EvalLens serves as a comprehensive evaluation tool designed for structured LLM outputs. It enables users to upload datasets and systematically assess model performance, using a detailed failure taxonomy that supports various testing scenarios, from prompt regression to debugging, ensuring precise insight into model accuracy and conformance.
EvalLens is a sophisticated evaluation tool designed specifically for structured outputs generated by large language models (LLMs).
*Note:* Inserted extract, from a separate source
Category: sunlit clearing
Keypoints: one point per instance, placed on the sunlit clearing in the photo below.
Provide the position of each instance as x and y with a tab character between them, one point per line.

It enables users to upload datasets containing expected and actual outcomes and provides an in-depth analysis of each entry. With EvalLens, users can effortlessly identify what passed, what failed, and the reasons behind each result, furnished with a clear failure taxonomy that transcends simple binary evaluations.
Key Features
- Prompt Regression Testing: Ensure consistency in model outputs through rigorous testing of prompts.
- Extraction Pipeline Validation: Validate the accuracy of value extractions from structured data.
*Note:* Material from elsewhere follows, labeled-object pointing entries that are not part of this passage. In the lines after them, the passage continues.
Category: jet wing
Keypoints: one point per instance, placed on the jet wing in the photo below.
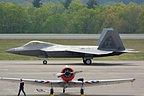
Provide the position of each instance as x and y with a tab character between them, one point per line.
88	51
109	81
73	83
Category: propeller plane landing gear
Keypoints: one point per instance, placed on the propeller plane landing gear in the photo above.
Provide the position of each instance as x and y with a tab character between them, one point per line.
44	62
51	92
81	90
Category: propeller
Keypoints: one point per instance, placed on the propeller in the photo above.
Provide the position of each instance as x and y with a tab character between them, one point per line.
60	74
- Classification Output Benchmarking: Compare and verify classification outputs against established criteria.
- Schema Conformance Checks: Ensure model outputs adhere to expected schemas.
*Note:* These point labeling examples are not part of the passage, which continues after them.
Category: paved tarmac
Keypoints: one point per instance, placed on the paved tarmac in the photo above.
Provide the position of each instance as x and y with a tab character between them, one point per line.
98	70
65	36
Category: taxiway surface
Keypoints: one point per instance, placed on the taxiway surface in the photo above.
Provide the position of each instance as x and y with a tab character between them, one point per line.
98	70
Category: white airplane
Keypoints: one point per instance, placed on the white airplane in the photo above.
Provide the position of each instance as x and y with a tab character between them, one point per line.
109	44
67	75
- Debugging Support: Determine specific reasons for incorrect structured outputs.
Modes of Operation
EvalLens can function in two distinct modes:
| Hosted | Self-Hosted | |
|---|---|---|
| Functionality | Upload CSV/JSONL containing expected and actual columns and receive evaluations. | Similar functionality, with the ability to generate actual outputs using AI providers before evaluation. |
| AI calls | None; focuses on direct file comparison. | Integrates with OpenAI, Anthropic, and Gemini (via environment variables). |
| Setup | Simply visit rendonarango.com/eval-lens. | Clone the repository, configure API keys, and run locally or in Docker. |
Evaluation Process
- Upload: Drag and drop a CSV or JSONL file for evaluation.
- Validate: EvalLens verifies the data columns and infers the schema from the
expectedcolumn. - Generate (self-hosted only): Select a provider and model to generate missing
actualvalues if necessary. - Evaluate: Each entry is meticulously inspected for schema integrity and value correctness.
- Inspect: Filter and review evaluation results, with detailed insights on each row's performance.
- Export: Evaluation results can be saved in various formats including CSV, JSON, Markdown, or branded PDF reports.
Dataset Requirements
Files must conform to the following structure:
| Column | Required | Description |
|---|---|---|
id | Yes | Unique identifier for the row |
prompt | Yes | Input prompt submitted to the model |
expected | Yes | Expected structured output (in JSON format) |
actual | Hosted: Yes / Self-hosted: Optional | Model’s actual output (in JSON format) |
Sample CSV and JSONL Formats:
CSV Example:
id,prompt,expected,actual
1,"Extract the name and role","{\"name\": \"Alice\", \"role\": \"engineer\"}","{\"name\": \"Alice\", \"role\": \"engineer\"}"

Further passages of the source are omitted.